Lihat ke Halaman Asli

Sulasmi Kisman

Warga Ternate, Maluku Utara

Bukan Perempuan Penulis (2)

Diperbarui: 28 September 2020   20:57

Kompasiana adalah platform blog. Konten ini menjadi tanggung jawab bloger dan tidak mewakili pandangan redaksi Kompas.

Sawah di Desa Tanjung Sari, Sumedang [dokpri, 2017]

Gunung Sari, 23 Desember 2015

Aku merapikan berkas-berkas yang berhamburan di kamar ini. Hampir setahun aku menghabiskan malam-malam ku disini. Selain menulis laporan kegiatan per hari, kamar ini pun menjadi luapan segala rindu. Ya, rindu pada Bibi di desa Liang dan Bulahis, lelaki yang telah datang mewarnai ruang kosong dalam kehidupan. 

Sampai Desember 2015 ini, aku telah menuliskan 15 puisi, 10 Cerpen dan genap 96 Esai Lepas yang merupakan hasil kontemplasi dari seabreg kegiatan pelatihan di desa Gunung Sari. Benar-benar aku merasa merdeka. Di Gunung Sari, aku merasa lebih hidup. Dengan menulis aku merasa seimbang, karena dengan bebas kutumpahkan segala kesal dan rasa kasih sayang.

 Di sela-sela kesibukanku melipat kertas dan map-map yang berserakan di meja kamar, terdengar isak tangis Bu Ngatiyem, istri pak Sudarmo yang merupakan ibu Mariana. "Benarkah dek Laksmi akan pergi meninggalkan desa Gunung Sari" Bu Ngatiyem berdiri di depan pintu kamarku yang sebenarnya tak memiliki daun pintu dengan tangan menyeka pipinya.

 Segara aku menjawab dan berjalan mendekati Bu Ngatiyem "Tidak bu, Meskipun berada di tanah Maluku sejujurnya sulit untuk bisa melupakan desa indah ini. Disini saya banyak belajar". Sambil memeluk Bu Ngatiyem saya melanjutkan pembicaraan.

"Ibu tidak perlu sedih, sekarang kita bisa dengan mudahnya berkomunikasi. Bukankah Kantor Desa juga melayani warganya untuk bisa mengakses segala informasi? Bukankah ibu tahu bahwa ada program baru dari kepala desa? Kemarin bu Fauziah bisa tersenyum bahagia karena dapat melihat langsung anaknya yang ada di Turki. Pemerintah memfasilitasi telepon video untuknya. Bayangkan bu, itu di Turki. Aku hanya berada di wilayah Indonesia. ibu bisa meminta pak Sudarmo agar mengantarkan ibu ke Balai desa setiap hari hanya untuk video call denganku. 

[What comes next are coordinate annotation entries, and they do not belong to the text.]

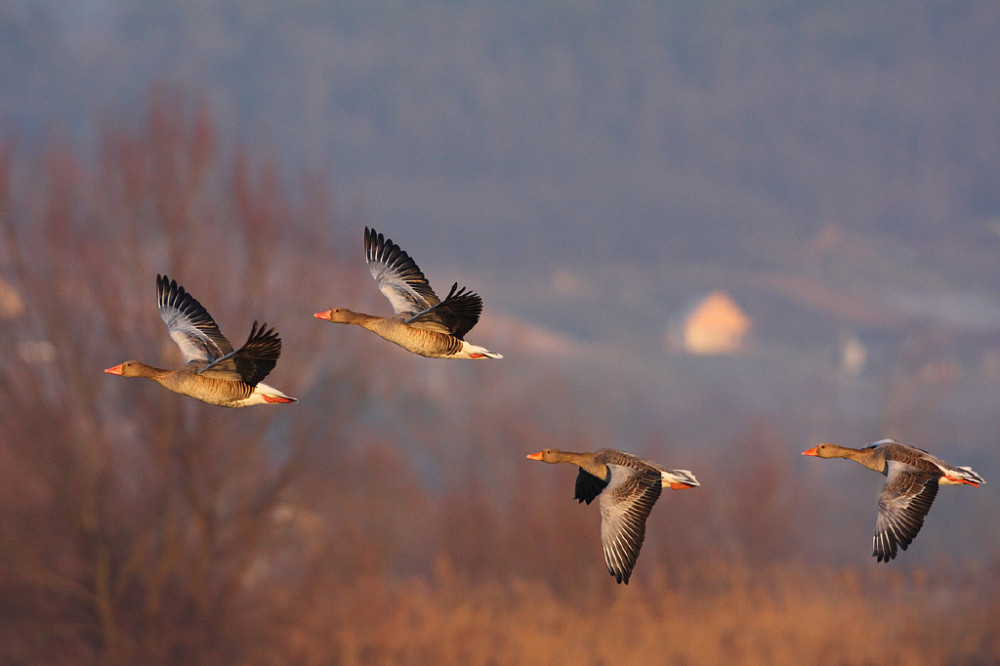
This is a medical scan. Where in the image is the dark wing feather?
[199,321,281,386]
[573,467,608,504]
[406,282,483,340]
[872,464,938,562]
[156,275,233,363]
[600,464,662,585]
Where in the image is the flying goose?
[313,227,503,358]
[104,275,298,407]
[527,449,701,585]
[802,439,986,562]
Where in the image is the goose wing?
[406,282,483,340]
[872,460,938,562]
[600,463,661,585]
[365,227,439,317]
[156,275,233,363]
[198,321,281,386]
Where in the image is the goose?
[802,439,986,562]
[313,227,503,358]
[104,275,298,407]
[527,449,701,585]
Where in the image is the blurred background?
[0,0,1000,664]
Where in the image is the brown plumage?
[313,227,503,358]
[528,449,700,585]
[105,275,297,407]
[802,439,986,562]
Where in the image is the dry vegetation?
[0,96,1000,664]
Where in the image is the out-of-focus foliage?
[0,94,1000,664]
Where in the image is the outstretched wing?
[600,464,662,585]
[156,275,233,363]
[573,467,608,504]
[365,227,439,317]
[199,321,281,386]
[406,282,483,340]
[872,461,938,562]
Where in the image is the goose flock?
[105,227,985,585]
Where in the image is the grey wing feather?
[872,465,938,562]
[406,282,483,340]
[365,227,439,317]
[156,275,233,363]
[600,464,661,585]
[198,321,281,386]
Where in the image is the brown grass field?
[0,91,1000,666]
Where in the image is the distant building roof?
[667,289,753,355]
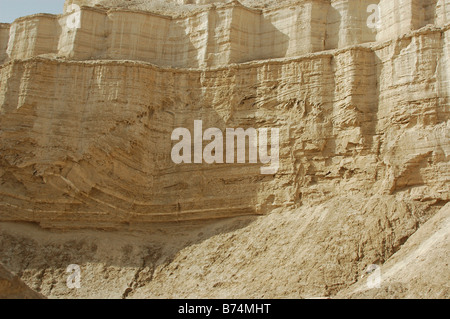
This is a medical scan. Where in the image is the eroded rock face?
[0,0,450,298]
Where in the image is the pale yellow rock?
[0,0,450,298]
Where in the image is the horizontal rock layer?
[0,28,450,227]
[0,0,450,68]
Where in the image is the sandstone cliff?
[0,0,450,298]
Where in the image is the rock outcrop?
[0,0,450,298]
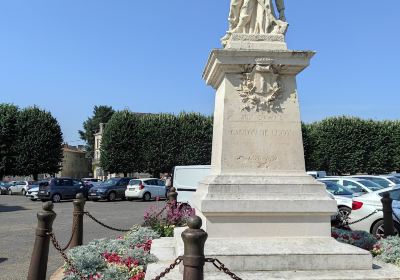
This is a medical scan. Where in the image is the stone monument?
[148,0,400,279]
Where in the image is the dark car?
[38,178,88,202]
[0,182,11,194]
[88,178,132,201]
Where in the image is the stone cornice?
[203,49,315,89]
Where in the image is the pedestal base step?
[145,235,400,280]
[145,262,400,280]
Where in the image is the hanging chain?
[152,257,183,280]
[84,212,140,232]
[47,232,88,280]
[205,258,243,280]
[61,214,78,252]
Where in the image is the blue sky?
[0,0,400,144]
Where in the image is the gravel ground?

Aku memegang kedua pundak Bu Ngatiyem seraya meyakinkan padanya. Di matanya yang masih sembab terbaca kedalaman cinta yang cukup menenangkan. Sungguh interpretasi ini berbeda dengan kejadian dibawah pohon kelapa sore itu. "Ah sudalah.." aku bergumam lagi di dalam hati.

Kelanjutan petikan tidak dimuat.